The world rearranges itself around him. He’s never had to step outside that golden circle of being handsome, and lucky, and universally adored.

And he doesn’t even realize that’s not what everyone else starts with.

He’s happy to assume it’s all because he deserves it.

Never a doubt or a challenging thought.”

“You’d be surprised. Jasper is very conflicted. And complicated.” She caught Nat’s sardonic eye, and a giggle she didn’t intend escaped her. “He is. He just doesn’t spend his entire life questioning himself from his head to his shoelaces.”

“I have never questioned my shoelaces,” said Nat, the picture of injured innocence.

“Only because you haven’t thought of it yet,” Emma shot back.

They traded jokes until the dessert plates were empty and the three academics long gone. The dons had been interesting, Emma reflected. She’d have to sort through all they’d said about the flood. The bit about hawthorn trees could be promising. Any imbalance might be worth tracking in her data.

At Nat’s first yawn over the port, she hauled him to his feet. They wove through Gabriel’s shadowed cloister together, and Nat managed a smile. “I miss you. Isn’t that silly, when you’re right here? You’re just so busy these days. All your new friends. I mean, it’s great, but—”

Emma pulled him into a sideways hug. “Old friends come first. You were right, I did need more people than just you. New friends are fun. But you’re always my favorite. So, how about film night this week? My turn to choose.”

He fixed her with a hawkish stare.

“Emma. Try and pick a film this time.”

“Planet Earth is a film. It’s very film-esque, anyway.”

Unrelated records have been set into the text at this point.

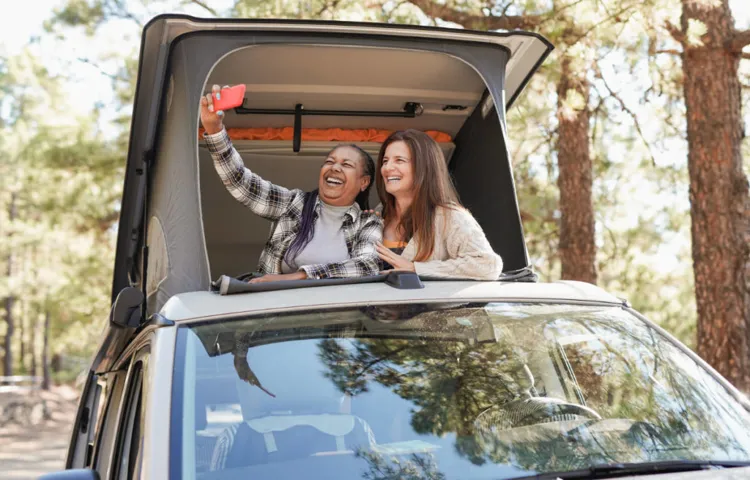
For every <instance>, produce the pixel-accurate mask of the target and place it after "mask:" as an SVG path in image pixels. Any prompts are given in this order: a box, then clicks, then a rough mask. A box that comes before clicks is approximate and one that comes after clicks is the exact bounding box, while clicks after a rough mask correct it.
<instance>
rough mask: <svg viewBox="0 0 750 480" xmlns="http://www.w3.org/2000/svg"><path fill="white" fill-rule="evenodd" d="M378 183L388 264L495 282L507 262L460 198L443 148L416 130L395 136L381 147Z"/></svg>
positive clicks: (409, 268) (426, 274)
mask: <svg viewBox="0 0 750 480" xmlns="http://www.w3.org/2000/svg"><path fill="white" fill-rule="evenodd" d="M377 169H378V172H379V175H377V179H376V184H377V189H378V196H379V197H380V202H381V204H382V207H383V212H382V216H383V221H384V222H385V228H384V230H383V243H378V244H377V245H376V249H377V252H378V256H379V257H380V259H381V260H382V261H383V262H384V263H385V264H386V268H393V269H395V270H407V271H412V272H416V273H417V274H419V275H420V276H431V277H452V278H465V279H474V280H496V279H497V278H498V277H499V276H500V273H502V270H503V261H502V259H501V258H500V256H499V255H497V254H496V253H495V252H494V251H493V250H492V247H491V246H490V243H489V242H488V241H487V237H486V236H485V235H484V232H483V231H482V228H481V227H480V226H479V224H478V223H477V221H476V220H475V219H474V217H472V215H471V213H469V212H468V211H467V210H466V209H465V208H463V207H462V206H461V204H460V202H459V200H458V195H457V194H456V190H455V188H454V187H453V183H452V181H451V178H450V176H449V174H448V167H447V165H446V162H445V157H444V155H443V152H442V150H441V149H440V146H439V145H438V144H437V142H435V140H433V139H432V138H431V137H430V136H429V135H427V134H426V133H424V132H420V131H418V130H405V131H398V132H394V133H393V134H391V135H390V136H389V137H388V138H387V139H386V141H385V142H384V143H383V145H382V147H381V148H380V154H379V155H378V164H377Z"/></svg>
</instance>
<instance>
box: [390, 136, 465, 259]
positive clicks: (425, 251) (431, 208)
mask: <svg viewBox="0 0 750 480" xmlns="http://www.w3.org/2000/svg"><path fill="white" fill-rule="evenodd" d="M394 142H404V143H405V144H406V146H407V147H408V148H409V152H410V153H411V159H412V164H413V165H414V200H413V201H412V204H411V206H410V207H409V209H408V210H407V211H405V212H402V214H401V220H400V222H399V224H398V225H397V227H396V231H398V232H401V233H402V234H403V235H404V238H405V239H406V240H407V241H408V240H409V239H411V238H415V239H416V240H417V245H418V247H417V255H416V257H414V260H415V261H417V262H423V261H425V260H427V259H428V258H429V257H430V255H432V252H433V251H434V250H435V212H436V210H437V209H438V208H439V207H444V208H457V207H460V206H461V204H460V202H459V200H458V194H457V193H456V188H455V187H454V186H453V181H452V180H451V177H450V174H449V173H448V166H447V165H446V162H445V155H443V151H442V150H441V149H440V146H439V145H438V144H437V142H436V141H435V140H433V138H432V137H430V136H429V135H427V134H426V133H424V132H420V131H419V130H413V129H409V130H400V131H397V132H393V133H392V134H391V135H390V136H389V137H388V138H387V139H386V140H385V142H383V145H382V146H381V147H380V153H379V154H378V165H377V173H376V174H375V182H376V186H377V189H378V197H380V203H381V204H382V205H383V219H384V220H385V221H386V223H387V222H388V218H390V216H391V215H395V213H396V198H395V197H394V196H393V195H391V194H390V193H388V192H386V191H385V181H384V180H383V174H382V172H381V169H382V167H383V156H384V155H385V149H386V148H388V145H390V144H391V143H394Z"/></svg>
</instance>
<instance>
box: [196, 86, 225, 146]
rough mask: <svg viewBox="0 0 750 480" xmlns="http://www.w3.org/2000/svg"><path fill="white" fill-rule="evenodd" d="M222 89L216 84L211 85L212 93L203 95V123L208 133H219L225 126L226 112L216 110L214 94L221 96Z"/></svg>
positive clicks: (202, 97)
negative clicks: (222, 111)
mask: <svg viewBox="0 0 750 480" xmlns="http://www.w3.org/2000/svg"><path fill="white" fill-rule="evenodd" d="M220 91H221V87H220V86H218V85H214V86H213V87H211V92H212V93H209V94H208V95H204V96H202V97H201V123H202V124H203V128H204V129H205V130H206V133H207V134H209V135H213V134H215V133H219V132H220V131H221V129H222V128H224V121H223V119H224V112H222V111H218V112H215V111H214V98H213V94H216V95H217V96H219V95H220V94H219V92H220Z"/></svg>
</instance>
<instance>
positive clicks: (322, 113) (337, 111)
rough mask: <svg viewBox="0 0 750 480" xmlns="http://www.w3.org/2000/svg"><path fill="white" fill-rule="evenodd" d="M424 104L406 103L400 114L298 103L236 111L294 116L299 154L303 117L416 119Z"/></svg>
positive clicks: (422, 109)
mask: <svg viewBox="0 0 750 480" xmlns="http://www.w3.org/2000/svg"><path fill="white" fill-rule="evenodd" d="M422 110H423V108H422V104H421V103H416V102H406V104H405V105H404V109H403V110H402V111H400V112H384V111H368V110H305V106H304V105H302V104H301V103H298V104H297V105H295V106H294V109H292V110H290V109H283V108H245V107H244V106H239V107H237V108H235V109H234V112H235V113H237V114H238V115H294V140H293V142H292V148H293V149H294V152H295V153H297V152H299V150H300V145H301V144H302V116H303V115H322V116H328V117H391V118H394V117H396V118H414V117H418V116H420V115H422Z"/></svg>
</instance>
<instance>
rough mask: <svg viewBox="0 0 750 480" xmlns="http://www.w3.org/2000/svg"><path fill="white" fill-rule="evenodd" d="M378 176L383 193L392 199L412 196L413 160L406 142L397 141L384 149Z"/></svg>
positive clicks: (388, 145)
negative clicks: (404, 196) (401, 196)
mask: <svg viewBox="0 0 750 480" xmlns="http://www.w3.org/2000/svg"><path fill="white" fill-rule="evenodd" d="M380 174H381V175H382V176H383V185H384V187H385V191H386V192H388V193H390V194H391V195H393V196H394V197H399V196H407V195H413V194H414V159H413V158H412V153H411V150H410V149H409V146H408V145H407V144H406V142H404V141H401V140H399V141H396V142H393V143H391V144H389V145H388V146H387V147H386V149H385V153H384V154H383V160H382V164H381V166H380Z"/></svg>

“I don’t have the energy to argue with you. That’s how dire things are.” Nat groaned as they climbed the last step to the bell tower. “Right. My Golden Age playwrights essay is upon me. Though I may skip this one in the name of sleep, and risk Professor Lindman’s wrath tomorrow.”

Emma watched him go unhappily. Nat had never even joked about missing an assignment before. She would have to check in more often, until that glassy look left his eyes.

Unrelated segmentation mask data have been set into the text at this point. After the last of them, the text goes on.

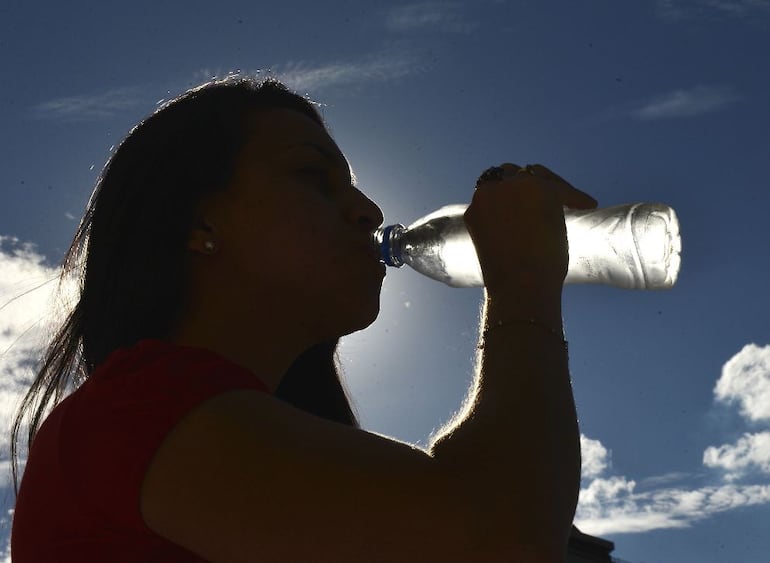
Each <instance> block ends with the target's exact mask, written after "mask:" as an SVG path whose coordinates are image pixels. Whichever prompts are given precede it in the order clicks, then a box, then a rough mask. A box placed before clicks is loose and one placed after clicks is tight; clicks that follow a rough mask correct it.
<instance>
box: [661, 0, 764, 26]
mask: <svg viewBox="0 0 770 563" xmlns="http://www.w3.org/2000/svg"><path fill="white" fill-rule="evenodd" d="M657 12H658V15H659V16H660V17H662V18H663V19H665V20H668V21H677V20H682V19H685V18H692V17H696V16H701V15H706V16H709V15H711V16H715V17H719V16H725V15H727V16H735V17H747V16H756V15H761V14H770V0H658V4H657Z"/></svg>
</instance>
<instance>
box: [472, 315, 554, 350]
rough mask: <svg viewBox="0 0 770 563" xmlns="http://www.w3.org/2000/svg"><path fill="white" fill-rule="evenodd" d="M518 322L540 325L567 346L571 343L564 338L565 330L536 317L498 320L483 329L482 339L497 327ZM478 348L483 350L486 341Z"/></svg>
mask: <svg viewBox="0 0 770 563" xmlns="http://www.w3.org/2000/svg"><path fill="white" fill-rule="evenodd" d="M517 323H521V324H527V325H529V326H536V327H540V328H541V329H543V330H545V331H547V332H548V334H550V335H551V336H555V337H556V338H558V339H559V340H561V343H562V344H563V345H564V347H565V348H566V347H568V345H569V343H568V342H567V340H566V339H565V338H564V332H563V331H561V330H556V329H555V328H553V327H550V326H548V325H547V324H545V323H541V322H540V321H537V320H535V319H508V320H505V321H497V322H496V323H494V324H493V325H491V326H487V328H485V329H484V330H483V331H482V333H481V336H482V339H483V340H486V339H487V334H488V333H489V332H490V331H492V330H494V329H496V328H501V327H504V326H509V325H512V324H517ZM478 349H479V350H483V349H484V343H483V342H482V343H481V344H479V345H478Z"/></svg>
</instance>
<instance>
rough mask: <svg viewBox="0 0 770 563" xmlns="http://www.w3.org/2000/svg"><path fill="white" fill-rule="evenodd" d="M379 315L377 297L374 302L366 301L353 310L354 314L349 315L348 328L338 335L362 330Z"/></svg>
mask: <svg viewBox="0 0 770 563" xmlns="http://www.w3.org/2000/svg"><path fill="white" fill-rule="evenodd" d="M379 315H380V301H379V299H377V302H376V303H373V304H372V303H367V304H365V305H361V306H360V307H359V308H357V309H356V310H355V314H354V315H351V317H350V323H349V324H348V328H347V329H346V330H345V332H344V333H343V334H341V335H340V336H345V335H346V334H351V333H353V332H358V331H359V330H363V329H365V328H367V327H368V326H369V325H371V324H372V323H373V322H374V321H376V320H377V317H378V316H379Z"/></svg>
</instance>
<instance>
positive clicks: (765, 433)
mask: <svg viewBox="0 0 770 563" xmlns="http://www.w3.org/2000/svg"><path fill="white" fill-rule="evenodd" d="M703 465H705V466H706V467H711V468H719V469H722V470H724V471H725V472H726V478H727V479H728V480H735V479H738V478H740V477H743V476H744V475H745V474H747V473H750V472H752V471H757V470H758V471H760V472H762V473H765V474H767V475H770V432H758V433H754V434H750V433H746V434H744V435H743V436H742V437H741V438H740V439H739V440H738V441H737V442H735V443H734V444H723V445H721V446H718V447H715V446H711V447H709V448H707V449H706V451H705V452H703Z"/></svg>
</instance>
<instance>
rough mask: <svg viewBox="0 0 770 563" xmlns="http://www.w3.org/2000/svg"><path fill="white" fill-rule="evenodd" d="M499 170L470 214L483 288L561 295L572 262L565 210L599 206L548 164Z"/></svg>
mask: <svg viewBox="0 0 770 563" xmlns="http://www.w3.org/2000/svg"><path fill="white" fill-rule="evenodd" d="M500 169H502V170H500ZM500 169H492V170H493V171H494V172H496V174H495V173H493V174H489V173H485V174H483V175H482V177H481V178H480V179H479V183H478V184H477V186H476V191H475V193H474V194H473V199H472V201H471V204H470V205H469V206H468V209H467V210H466V212H465V223H466V226H467V228H468V232H469V233H470V235H471V238H472V239H473V243H474V245H475V246H476V251H477V254H478V256H479V262H480V264H481V270H482V273H483V275H484V285H485V286H486V288H487V291H488V292H495V291H497V290H503V289H517V290H522V289H530V290H531V289H540V290H545V291H549V290H559V291H560V290H561V287H562V284H563V283H564V277H565V276H566V274H567V266H568V264H569V253H568V246H567V234H566V227H565V225H564V207H569V208H573V209H593V208H595V207H596V205H597V202H596V200H595V199H593V198H592V197H591V196H589V195H588V194H586V193H584V192H581V191H580V190H578V189H576V188H575V187H573V186H572V185H571V184H569V183H568V182H567V181H565V180H564V179H563V178H561V177H560V176H558V175H556V174H554V173H553V172H551V171H550V170H549V169H548V168H546V167H545V166H541V165H539V164H536V165H532V166H527V167H526V168H521V167H520V166H517V165H515V164H510V163H506V164H503V165H502V166H501V167H500ZM485 176H487V177H486V178H485ZM489 176H492V178H489Z"/></svg>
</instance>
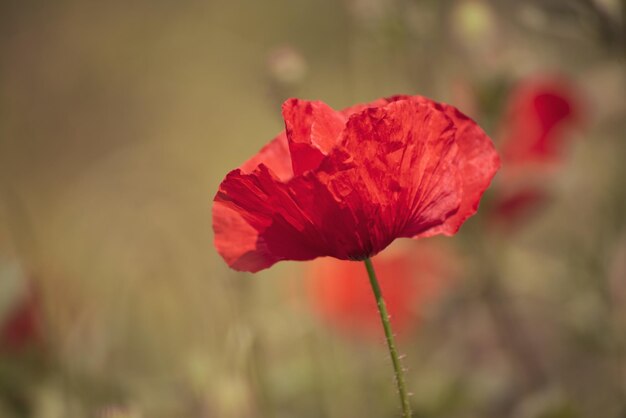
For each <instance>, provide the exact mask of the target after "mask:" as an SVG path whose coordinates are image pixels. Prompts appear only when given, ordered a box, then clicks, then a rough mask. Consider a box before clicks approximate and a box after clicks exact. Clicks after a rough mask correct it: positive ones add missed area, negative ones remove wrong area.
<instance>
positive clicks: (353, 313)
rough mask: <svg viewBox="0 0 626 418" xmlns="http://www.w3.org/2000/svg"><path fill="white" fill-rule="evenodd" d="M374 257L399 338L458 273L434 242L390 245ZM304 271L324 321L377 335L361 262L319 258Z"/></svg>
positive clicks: (339, 327) (447, 251) (373, 311)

But by the time she’d rolled into bed, her mind had already slipped back to Jasper. Their photography trips brought him so tantalizingly close. His hands around hers on the viewfinder. His breath on her neck. It was all building to something, she was sure of it.

As if the heat of her thoughts had summoned him, demon-like, from the void, her phone beeped. And the message made her breath catch in her chest.

something special tomorrow.

can’t wait for you to see it. you’ll die.

Underneath the message, a row of skull emojis winked up at her.